Their continual boxing references is meant to “hit” the listeners to get their message until they either ride or die. In the first verse by Big Boi, he addresses their absence as “many a day has passed, the night gone by, total chaos for these playas, thought we was absent”. The reason for their long disappearance was because “me and my ni**a decide to take the back way”. In other words, they chose to be true to their roots and keep their integrity as an entertainer and as an artist. Their long break wasn’t a conflict of character between the duo, but the time they took to explore and create a masterwork true to the testament of their purpose. As for the second verse, Andre “throws it (the previous advice) at you, [to] determine your own adventure”. The lines which precedes it are to not focus on the past less you want to an ass. The basis of this assertion is that “when all is said and done … we got a new joe in town”.
By that logic, you (also they) might as well explore as they’ve already earned their respective title, if not, then do so because they will be eventually replaced. The next verse isn’t really a verse as it is the harmonica solo. By this point listeners should get the gist of their overarching message. (Verse 1: We’re back with something new, hook: fuck with it or don’t, Verse 2: Might as well, hook, Verse 3: here’s something fresh, hook). Even without listening to the song in its entirety, the last verse, which can also be viewed as a skit if watching the music video, encompasses the message and more. Although not the first, this verse sets epitomizes critic’s assertion of this song (and album), transcending the popularity and validity of southern hip hop.

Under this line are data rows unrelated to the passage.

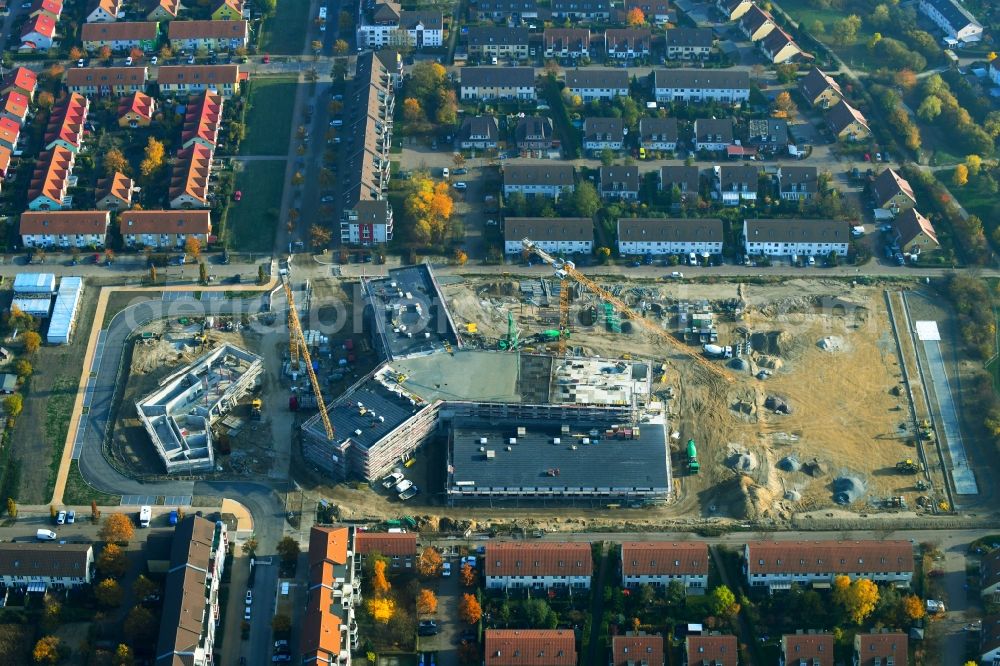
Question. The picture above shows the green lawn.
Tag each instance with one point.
(269, 117)
(283, 33)
(250, 223)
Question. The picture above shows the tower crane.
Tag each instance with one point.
(566, 269)
(298, 339)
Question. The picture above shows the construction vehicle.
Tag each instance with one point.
(297, 344)
(693, 465)
(567, 269)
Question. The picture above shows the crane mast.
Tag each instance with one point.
(566, 269)
(298, 339)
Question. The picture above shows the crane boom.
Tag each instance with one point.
(567, 269)
(299, 339)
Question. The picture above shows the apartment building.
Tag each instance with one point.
(64, 229)
(190, 616)
(548, 565)
(164, 229)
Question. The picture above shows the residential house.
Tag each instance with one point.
(637, 648)
(64, 229)
(685, 178)
(627, 43)
(166, 229)
(22, 80)
(779, 565)
(658, 133)
(806, 649)
(208, 35)
(582, 10)
(989, 577)
(603, 133)
(784, 238)
(38, 33)
(51, 8)
(509, 11)
(713, 134)
(734, 9)
(190, 613)
(202, 120)
(121, 36)
(597, 83)
(619, 182)
(538, 565)
(701, 85)
(103, 11)
(654, 11)
(915, 235)
(796, 183)
(14, 106)
(892, 192)
(479, 132)
(566, 43)
(490, 83)
(35, 567)
(189, 177)
(136, 110)
(398, 548)
(195, 79)
(779, 47)
(104, 81)
(549, 180)
(530, 647)
(115, 193)
(535, 133)
(847, 123)
(957, 22)
(229, 10)
(757, 23)
(689, 43)
(642, 236)
(820, 89)
(66, 123)
(329, 631)
(162, 10)
(769, 135)
(659, 563)
(490, 42)
(711, 650)
(558, 235)
(51, 179)
(10, 132)
(882, 649)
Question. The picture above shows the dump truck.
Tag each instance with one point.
(693, 464)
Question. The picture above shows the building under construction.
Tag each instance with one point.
(430, 386)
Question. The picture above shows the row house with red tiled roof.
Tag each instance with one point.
(136, 110)
(779, 565)
(329, 631)
(530, 647)
(659, 563)
(66, 123)
(399, 548)
(202, 120)
(544, 565)
(50, 180)
(64, 228)
(189, 178)
(164, 228)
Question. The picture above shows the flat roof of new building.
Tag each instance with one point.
(410, 312)
(536, 461)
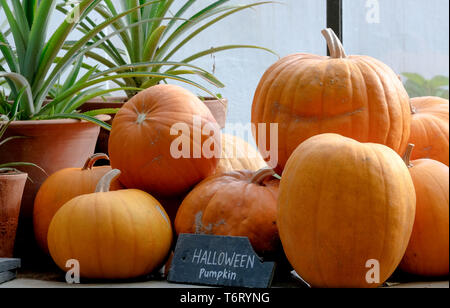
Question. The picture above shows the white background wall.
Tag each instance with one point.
(411, 36)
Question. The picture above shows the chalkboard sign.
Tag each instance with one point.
(8, 269)
(219, 261)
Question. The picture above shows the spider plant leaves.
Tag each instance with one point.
(78, 49)
(98, 112)
(224, 48)
(22, 83)
(96, 81)
(55, 44)
(20, 40)
(8, 54)
(231, 11)
(152, 43)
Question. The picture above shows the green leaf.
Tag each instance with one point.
(98, 112)
(37, 38)
(224, 48)
(22, 82)
(209, 24)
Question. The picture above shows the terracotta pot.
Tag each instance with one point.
(11, 191)
(218, 109)
(53, 145)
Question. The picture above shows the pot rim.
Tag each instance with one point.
(125, 99)
(16, 173)
(102, 117)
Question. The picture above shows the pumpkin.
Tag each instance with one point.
(428, 250)
(237, 154)
(112, 234)
(346, 210)
(61, 187)
(429, 128)
(238, 203)
(306, 95)
(146, 144)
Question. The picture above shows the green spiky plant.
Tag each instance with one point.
(151, 36)
(10, 167)
(418, 86)
(33, 65)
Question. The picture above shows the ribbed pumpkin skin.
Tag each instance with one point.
(429, 129)
(58, 189)
(229, 204)
(341, 204)
(237, 155)
(307, 95)
(428, 250)
(140, 141)
(114, 235)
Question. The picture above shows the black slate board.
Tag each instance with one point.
(219, 261)
(7, 276)
(8, 269)
(9, 264)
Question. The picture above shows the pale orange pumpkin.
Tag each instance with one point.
(237, 203)
(112, 234)
(342, 205)
(428, 249)
(307, 95)
(61, 187)
(237, 154)
(145, 141)
(429, 128)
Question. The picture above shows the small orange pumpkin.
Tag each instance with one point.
(429, 128)
(112, 234)
(145, 132)
(237, 154)
(428, 250)
(343, 206)
(61, 187)
(238, 203)
(306, 95)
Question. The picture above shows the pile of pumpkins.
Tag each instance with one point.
(353, 187)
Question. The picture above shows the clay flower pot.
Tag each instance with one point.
(53, 145)
(218, 108)
(11, 191)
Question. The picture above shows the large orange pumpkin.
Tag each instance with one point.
(428, 250)
(112, 234)
(61, 187)
(343, 207)
(146, 144)
(429, 128)
(237, 155)
(238, 203)
(307, 95)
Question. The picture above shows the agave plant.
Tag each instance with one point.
(34, 65)
(418, 86)
(151, 36)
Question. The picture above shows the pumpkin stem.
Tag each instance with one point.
(334, 44)
(407, 157)
(90, 162)
(261, 175)
(104, 184)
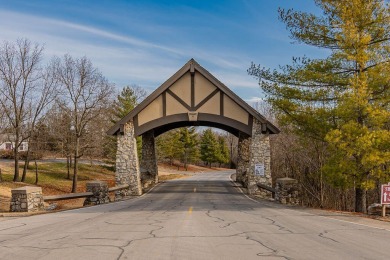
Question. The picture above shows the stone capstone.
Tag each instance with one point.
(27, 199)
(127, 165)
(287, 191)
(259, 166)
(100, 193)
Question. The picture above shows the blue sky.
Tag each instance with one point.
(144, 42)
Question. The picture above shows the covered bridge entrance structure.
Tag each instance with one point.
(192, 97)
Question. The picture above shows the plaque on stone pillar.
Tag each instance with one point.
(259, 169)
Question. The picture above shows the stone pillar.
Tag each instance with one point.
(149, 159)
(26, 199)
(260, 161)
(100, 193)
(243, 158)
(287, 191)
(127, 165)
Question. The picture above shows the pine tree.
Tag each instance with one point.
(209, 147)
(188, 139)
(126, 101)
(169, 146)
(223, 151)
(343, 99)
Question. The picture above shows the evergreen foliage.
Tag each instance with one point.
(209, 147)
(343, 99)
(126, 101)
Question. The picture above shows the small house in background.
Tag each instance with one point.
(7, 142)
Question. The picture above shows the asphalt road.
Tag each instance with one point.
(201, 217)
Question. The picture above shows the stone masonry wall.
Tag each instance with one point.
(149, 160)
(260, 161)
(127, 165)
(287, 191)
(243, 158)
(100, 193)
(26, 199)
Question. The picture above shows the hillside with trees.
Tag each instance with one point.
(334, 111)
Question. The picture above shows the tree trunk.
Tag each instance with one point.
(360, 200)
(76, 157)
(36, 171)
(26, 163)
(68, 165)
(16, 166)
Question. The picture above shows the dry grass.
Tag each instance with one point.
(53, 180)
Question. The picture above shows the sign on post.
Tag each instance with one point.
(259, 169)
(385, 194)
(385, 197)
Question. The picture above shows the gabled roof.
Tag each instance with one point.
(191, 66)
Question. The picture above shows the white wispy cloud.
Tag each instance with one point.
(124, 59)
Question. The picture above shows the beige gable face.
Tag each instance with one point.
(203, 88)
(234, 111)
(173, 106)
(153, 111)
(182, 88)
(212, 106)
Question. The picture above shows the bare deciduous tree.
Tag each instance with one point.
(20, 74)
(86, 94)
(40, 99)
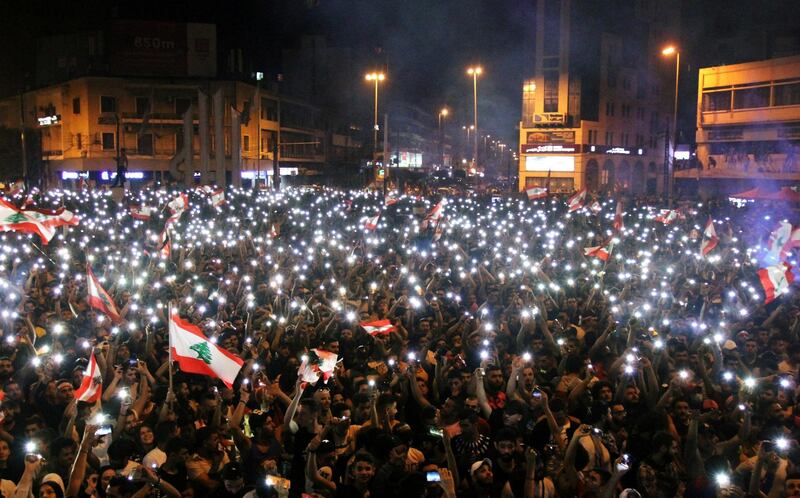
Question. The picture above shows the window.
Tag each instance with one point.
(108, 104)
(716, 101)
(751, 98)
(787, 94)
(144, 145)
(142, 106)
(269, 109)
(182, 105)
(550, 91)
(108, 141)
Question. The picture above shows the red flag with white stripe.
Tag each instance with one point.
(92, 384)
(536, 193)
(576, 201)
(601, 252)
(776, 280)
(99, 298)
(710, 239)
(372, 223)
(378, 327)
(198, 355)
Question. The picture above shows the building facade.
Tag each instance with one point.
(84, 124)
(748, 127)
(595, 111)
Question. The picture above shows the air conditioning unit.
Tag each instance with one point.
(550, 118)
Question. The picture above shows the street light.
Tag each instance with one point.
(668, 51)
(475, 71)
(442, 114)
(377, 78)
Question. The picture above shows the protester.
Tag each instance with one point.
(205, 343)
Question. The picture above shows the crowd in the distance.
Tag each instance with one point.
(514, 364)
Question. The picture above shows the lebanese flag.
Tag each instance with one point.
(536, 193)
(165, 244)
(92, 384)
(378, 327)
(775, 280)
(600, 252)
(439, 230)
(317, 363)
(619, 225)
(39, 221)
(391, 198)
(668, 216)
(372, 223)
(196, 354)
(218, 198)
(576, 201)
(99, 298)
(710, 239)
(436, 213)
(141, 212)
(779, 239)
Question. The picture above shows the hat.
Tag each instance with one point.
(480, 463)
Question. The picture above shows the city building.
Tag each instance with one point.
(596, 110)
(120, 93)
(748, 127)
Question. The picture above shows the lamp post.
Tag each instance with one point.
(376, 78)
(668, 51)
(475, 71)
(442, 114)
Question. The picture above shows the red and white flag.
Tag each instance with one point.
(378, 327)
(779, 241)
(576, 201)
(619, 225)
(372, 222)
(165, 244)
(536, 193)
(391, 198)
(198, 355)
(218, 198)
(142, 212)
(317, 363)
(435, 215)
(776, 280)
(99, 298)
(92, 384)
(668, 216)
(710, 239)
(602, 252)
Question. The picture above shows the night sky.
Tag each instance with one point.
(426, 44)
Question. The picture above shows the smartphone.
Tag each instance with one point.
(103, 430)
(433, 476)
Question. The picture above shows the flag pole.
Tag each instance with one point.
(169, 340)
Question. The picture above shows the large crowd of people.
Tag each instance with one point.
(484, 347)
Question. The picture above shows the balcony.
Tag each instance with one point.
(772, 166)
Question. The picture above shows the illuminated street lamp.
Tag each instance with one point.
(669, 51)
(442, 114)
(475, 71)
(377, 78)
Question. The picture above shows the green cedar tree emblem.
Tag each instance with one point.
(203, 353)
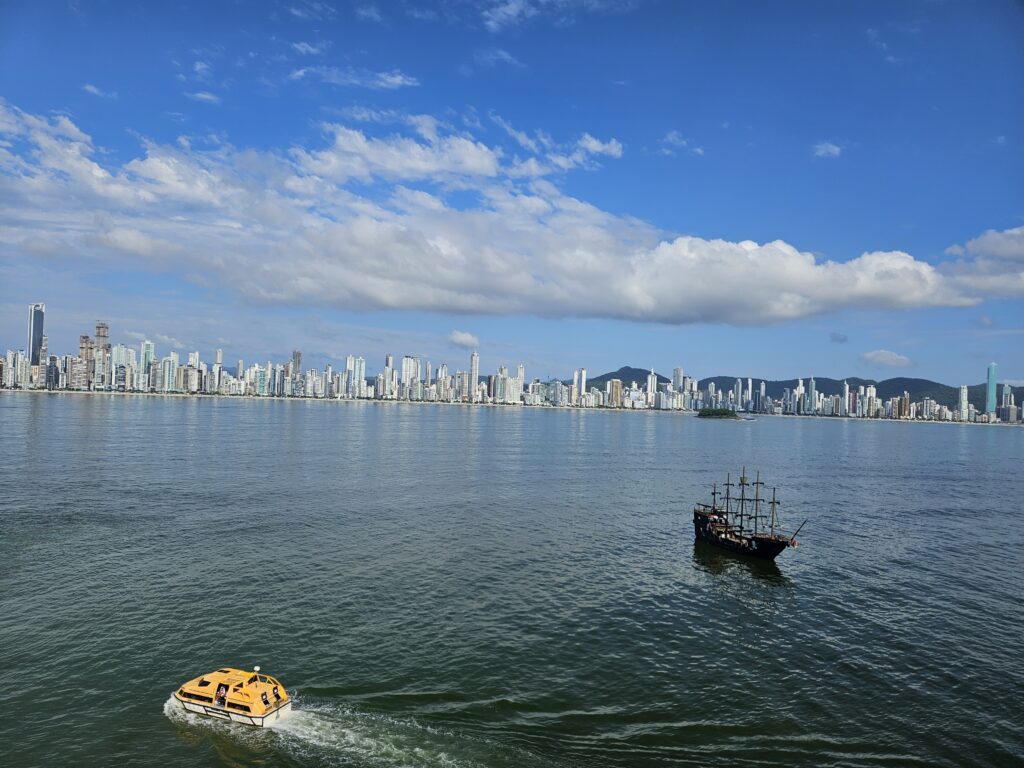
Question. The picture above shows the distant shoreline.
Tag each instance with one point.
(740, 418)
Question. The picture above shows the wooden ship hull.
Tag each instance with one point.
(736, 524)
(719, 535)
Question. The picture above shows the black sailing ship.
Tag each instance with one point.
(738, 523)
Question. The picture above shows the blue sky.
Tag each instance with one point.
(834, 188)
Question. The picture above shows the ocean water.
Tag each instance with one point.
(449, 586)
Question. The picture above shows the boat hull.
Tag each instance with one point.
(220, 713)
(764, 548)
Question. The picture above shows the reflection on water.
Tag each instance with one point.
(720, 562)
(493, 588)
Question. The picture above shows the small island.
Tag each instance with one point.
(717, 413)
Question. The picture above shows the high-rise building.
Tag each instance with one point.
(36, 313)
(410, 372)
(990, 389)
(677, 379)
(359, 375)
(474, 377)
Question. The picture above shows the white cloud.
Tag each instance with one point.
(464, 339)
(452, 225)
(369, 13)
(310, 49)
(507, 13)
(352, 155)
(359, 78)
(611, 147)
(493, 56)
(205, 97)
(521, 137)
(95, 91)
(674, 139)
(501, 14)
(991, 263)
(827, 150)
(312, 10)
(886, 358)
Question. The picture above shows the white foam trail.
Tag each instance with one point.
(373, 739)
(313, 731)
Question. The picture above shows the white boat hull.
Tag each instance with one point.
(219, 713)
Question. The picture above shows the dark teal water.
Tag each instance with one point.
(480, 587)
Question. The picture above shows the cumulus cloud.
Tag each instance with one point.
(492, 56)
(369, 13)
(991, 263)
(886, 358)
(464, 340)
(310, 49)
(95, 91)
(452, 225)
(827, 150)
(312, 10)
(349, 76)
(205, 97)
(501, 14)
(674, 140)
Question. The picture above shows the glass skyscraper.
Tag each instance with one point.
(36, 312)
(990, 390)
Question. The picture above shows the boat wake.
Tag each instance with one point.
(325, 731)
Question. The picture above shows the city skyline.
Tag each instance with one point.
(102, 367)
(323, 176)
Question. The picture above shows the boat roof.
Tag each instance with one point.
(249, 691)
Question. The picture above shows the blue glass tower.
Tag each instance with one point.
(990, 390)
(36, 312)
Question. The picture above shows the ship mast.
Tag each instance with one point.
(742, 499)
(757, 503)
(728, 484)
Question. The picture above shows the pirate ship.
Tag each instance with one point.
(738, 523)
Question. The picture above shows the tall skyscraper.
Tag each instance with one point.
(359, 374)
(963, 403)
(990, 389)
(474, 377)
(677, 379)
(36, 312)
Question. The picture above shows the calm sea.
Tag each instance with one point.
(448, 586)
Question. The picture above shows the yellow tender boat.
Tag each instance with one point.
(237, 695)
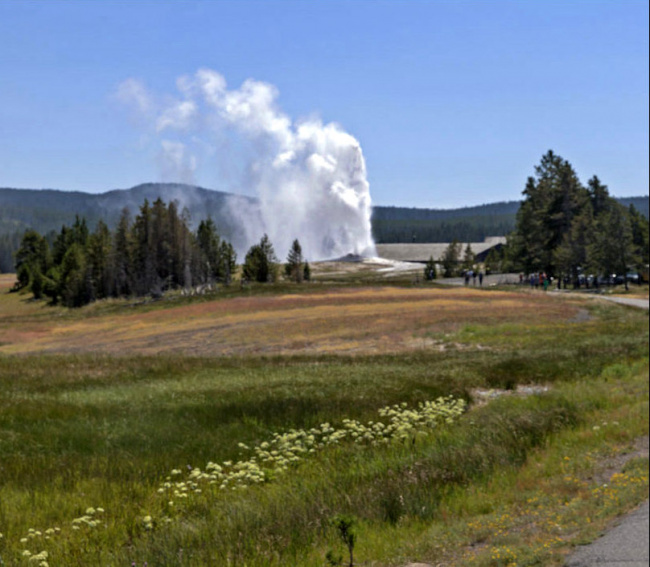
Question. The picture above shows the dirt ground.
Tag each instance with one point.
(331, 320)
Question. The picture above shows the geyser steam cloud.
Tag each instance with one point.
(309, 177)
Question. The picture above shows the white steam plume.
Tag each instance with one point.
(309, 177)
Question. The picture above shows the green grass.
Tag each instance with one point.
(80, 431)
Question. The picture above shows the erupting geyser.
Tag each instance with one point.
(309, 177)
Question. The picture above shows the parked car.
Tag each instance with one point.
(633, 277)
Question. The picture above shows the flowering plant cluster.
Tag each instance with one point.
(89, 520)
(287, 449)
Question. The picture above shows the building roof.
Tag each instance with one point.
(422, 252)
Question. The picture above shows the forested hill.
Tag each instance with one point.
(47, 210)
(467, 224)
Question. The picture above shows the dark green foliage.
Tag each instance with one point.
(155, 253)
(344, 526)
(468, 257)
(32, 257)
(564, 229)
(260, 264)
(293, 269)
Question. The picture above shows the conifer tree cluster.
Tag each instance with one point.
(155, 252)
(564, 228)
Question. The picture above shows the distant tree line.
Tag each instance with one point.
(566, 230)
(463, 229)
(147, 256)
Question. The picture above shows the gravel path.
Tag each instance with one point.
(625, 545)
(640, 303)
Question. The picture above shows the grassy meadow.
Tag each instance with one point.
(234, 428)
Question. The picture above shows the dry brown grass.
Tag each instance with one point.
(359, 320)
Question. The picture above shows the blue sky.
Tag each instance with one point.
(453, 102)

A rap verse between OutKast and Raekwon of Wu Tang (East) is their attempt at breaking the rap boundary in respect to one’s regional differences. They explicit state that the collaboration is them “doing this thing straight up for hip-hop” because “if it wasn’t for us tryna enlighten y’all”, “everybody North, East, South, West”, “the game wouldn’t be the same and you gotta keep it innovative and new”. Besides the regional collaboration of South and East, they’re calling out all artist in trying to push something new on the table. Everyone is too afraid to try something new whether it be public backlash or the chains in which labels tie them to. Not uncommon for artist of one area to produce under the influence of another in contemporary periods, it was unheard of at the time. Subsequently, later OutKast and Wu Tang albums broke and set new precedents as the groundworks for the later generation as hip-hop continues to evolve.
Ultimately, OutKast’s message was invoked through “Rosa Parks”, a song that draws a parallel between the advancement of hip hop and that of the civil rights movement. As a society that indulges in this genre of music, we can choose to be progressive in that we are accepting and taking initiatives (as opposed to east vs west) or just recede into daunting segregation, be it musically and socially. With the use of historical allusion, lyrical metaphors, and pioneering aspects of hip-hop, OutKast voices their philosophy while transcending the state of Southern hip-hop in mainstream media.